The future of the republic depends on humility, empathy, and respect for pluralism.
Sasse (The Vanishing American Adult, 2017, etc.), Nebraska’s junior senator, lives in the same small town in which he grew up, which still evokes the “hometown-gym-on-a-Friday-night” feeling that gives him a strong sense of rootedness and community. In his impassioned critique of contemporary America, he acknowledges that the world of his childhood has changed for most people. Today’s culture has become mobile, where people move from place to place and job to job: We “just don’t have community cohesion like we used to.” Although the author denies that he is nostalgic for the world in which he grew up, he extols the 1950s, when “work, faith, recreation, and family were bound up together”; I Love Lucy was a shared touchstone; and a close-knit community of families helped raise one another’s children.

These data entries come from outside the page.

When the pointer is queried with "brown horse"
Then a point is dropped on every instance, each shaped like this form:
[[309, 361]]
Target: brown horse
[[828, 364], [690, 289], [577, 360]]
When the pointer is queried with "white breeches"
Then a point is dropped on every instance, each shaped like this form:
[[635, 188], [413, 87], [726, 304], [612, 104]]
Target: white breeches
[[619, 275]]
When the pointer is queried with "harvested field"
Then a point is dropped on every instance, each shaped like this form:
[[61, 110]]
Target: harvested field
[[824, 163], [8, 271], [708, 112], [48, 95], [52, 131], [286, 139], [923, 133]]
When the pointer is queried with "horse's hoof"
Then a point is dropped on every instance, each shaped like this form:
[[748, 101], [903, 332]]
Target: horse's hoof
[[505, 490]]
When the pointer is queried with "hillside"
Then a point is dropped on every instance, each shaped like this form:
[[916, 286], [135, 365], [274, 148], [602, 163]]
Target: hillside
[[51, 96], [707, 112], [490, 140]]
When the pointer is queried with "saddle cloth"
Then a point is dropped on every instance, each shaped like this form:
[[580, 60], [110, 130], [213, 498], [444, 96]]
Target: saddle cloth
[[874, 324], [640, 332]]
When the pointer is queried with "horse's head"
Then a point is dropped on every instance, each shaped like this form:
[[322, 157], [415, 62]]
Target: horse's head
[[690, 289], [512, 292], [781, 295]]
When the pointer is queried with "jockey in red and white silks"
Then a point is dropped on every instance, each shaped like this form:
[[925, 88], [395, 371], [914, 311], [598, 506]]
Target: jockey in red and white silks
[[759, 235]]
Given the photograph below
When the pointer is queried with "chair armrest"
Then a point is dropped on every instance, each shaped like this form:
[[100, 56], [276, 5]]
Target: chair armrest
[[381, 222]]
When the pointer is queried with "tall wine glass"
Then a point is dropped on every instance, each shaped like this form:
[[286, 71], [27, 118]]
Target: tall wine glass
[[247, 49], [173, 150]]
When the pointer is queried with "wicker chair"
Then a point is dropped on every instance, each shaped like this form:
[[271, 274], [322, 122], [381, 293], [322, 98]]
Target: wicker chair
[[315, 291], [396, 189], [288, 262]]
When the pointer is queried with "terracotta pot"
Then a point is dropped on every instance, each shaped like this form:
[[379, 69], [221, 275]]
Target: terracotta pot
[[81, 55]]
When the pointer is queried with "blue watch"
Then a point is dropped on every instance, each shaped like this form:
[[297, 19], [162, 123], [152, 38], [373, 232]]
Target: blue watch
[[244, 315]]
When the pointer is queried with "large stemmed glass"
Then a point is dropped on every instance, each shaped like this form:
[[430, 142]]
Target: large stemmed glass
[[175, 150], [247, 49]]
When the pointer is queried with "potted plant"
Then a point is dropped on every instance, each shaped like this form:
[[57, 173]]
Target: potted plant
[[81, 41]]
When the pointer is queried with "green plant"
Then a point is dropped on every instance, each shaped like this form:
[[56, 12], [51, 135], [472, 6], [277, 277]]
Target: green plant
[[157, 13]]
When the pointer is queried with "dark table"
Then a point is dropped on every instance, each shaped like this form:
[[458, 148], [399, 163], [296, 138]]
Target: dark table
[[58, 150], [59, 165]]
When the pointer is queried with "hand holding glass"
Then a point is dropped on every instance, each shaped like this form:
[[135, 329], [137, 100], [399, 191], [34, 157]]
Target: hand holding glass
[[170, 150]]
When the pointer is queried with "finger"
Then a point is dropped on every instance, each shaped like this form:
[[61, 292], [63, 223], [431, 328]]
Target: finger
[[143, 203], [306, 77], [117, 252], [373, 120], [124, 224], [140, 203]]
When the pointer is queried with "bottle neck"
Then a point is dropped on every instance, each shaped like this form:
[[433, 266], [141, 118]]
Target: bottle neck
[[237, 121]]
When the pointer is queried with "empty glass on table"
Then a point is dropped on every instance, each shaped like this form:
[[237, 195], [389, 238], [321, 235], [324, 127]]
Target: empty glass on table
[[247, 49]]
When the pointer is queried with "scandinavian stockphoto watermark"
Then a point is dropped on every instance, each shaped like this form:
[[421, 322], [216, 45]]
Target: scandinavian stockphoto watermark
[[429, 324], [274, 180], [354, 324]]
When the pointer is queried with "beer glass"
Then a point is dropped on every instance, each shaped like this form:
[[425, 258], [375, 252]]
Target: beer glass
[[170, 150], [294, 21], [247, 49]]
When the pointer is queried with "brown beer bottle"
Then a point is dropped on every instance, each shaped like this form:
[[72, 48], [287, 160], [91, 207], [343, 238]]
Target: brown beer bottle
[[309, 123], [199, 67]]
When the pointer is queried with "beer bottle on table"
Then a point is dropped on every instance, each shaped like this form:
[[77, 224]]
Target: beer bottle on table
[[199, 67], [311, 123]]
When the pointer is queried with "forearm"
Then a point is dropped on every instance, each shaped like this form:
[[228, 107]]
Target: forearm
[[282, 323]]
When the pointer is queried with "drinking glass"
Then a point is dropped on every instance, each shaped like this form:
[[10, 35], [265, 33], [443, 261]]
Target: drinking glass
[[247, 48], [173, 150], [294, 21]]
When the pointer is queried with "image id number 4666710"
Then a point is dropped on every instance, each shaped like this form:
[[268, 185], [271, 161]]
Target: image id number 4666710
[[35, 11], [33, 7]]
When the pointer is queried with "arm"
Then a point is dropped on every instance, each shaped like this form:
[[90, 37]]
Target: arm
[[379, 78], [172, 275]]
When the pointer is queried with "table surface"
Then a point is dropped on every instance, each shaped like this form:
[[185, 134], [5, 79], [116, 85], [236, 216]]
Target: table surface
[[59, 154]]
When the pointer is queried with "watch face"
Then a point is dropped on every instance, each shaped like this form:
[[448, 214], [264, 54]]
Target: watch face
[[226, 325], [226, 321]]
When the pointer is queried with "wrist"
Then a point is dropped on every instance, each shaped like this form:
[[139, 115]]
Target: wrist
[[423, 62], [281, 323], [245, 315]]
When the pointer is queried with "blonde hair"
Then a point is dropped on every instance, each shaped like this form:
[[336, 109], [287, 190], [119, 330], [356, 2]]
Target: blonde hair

Americans today, he argues, are in a dismal state: lonely, fractious, and adrift. “We are in a period of unprecedented upheaval,” he writes. “Community is collapsing, anxiety is building, and we’re distracting ourselves with artificial hatreds.” Those hatreds are fomented by what he calls “polititainment,” niche media outlets, social media, and websites—on the right and the left—that confirm biases rather than allow people to become well-informed. Sasse singles out Fox News’ Sean Hannity, who hammers the message, “liberals are evil, you are a victim, and you should be furious,” and he also criticizes the quashing of free speech on college campuses by those who object to “dissenters from campus majoritarian orthodoxy.” Drawing on the ideas of the Founding Fathers, the author maintains that foremost among American values is the affirmation of “the dignity of our fellows.” The “terrible 2016 election,” he asserts, “was just a painful symptom of the bigger disease—which is our growing disinterest in the meaning of America.” Sasse offers a generalized, overriding recommendation for healing: identifying and nurturing common bonds.
A sensible and thoughtful yet hardly groundbreaking political analysis.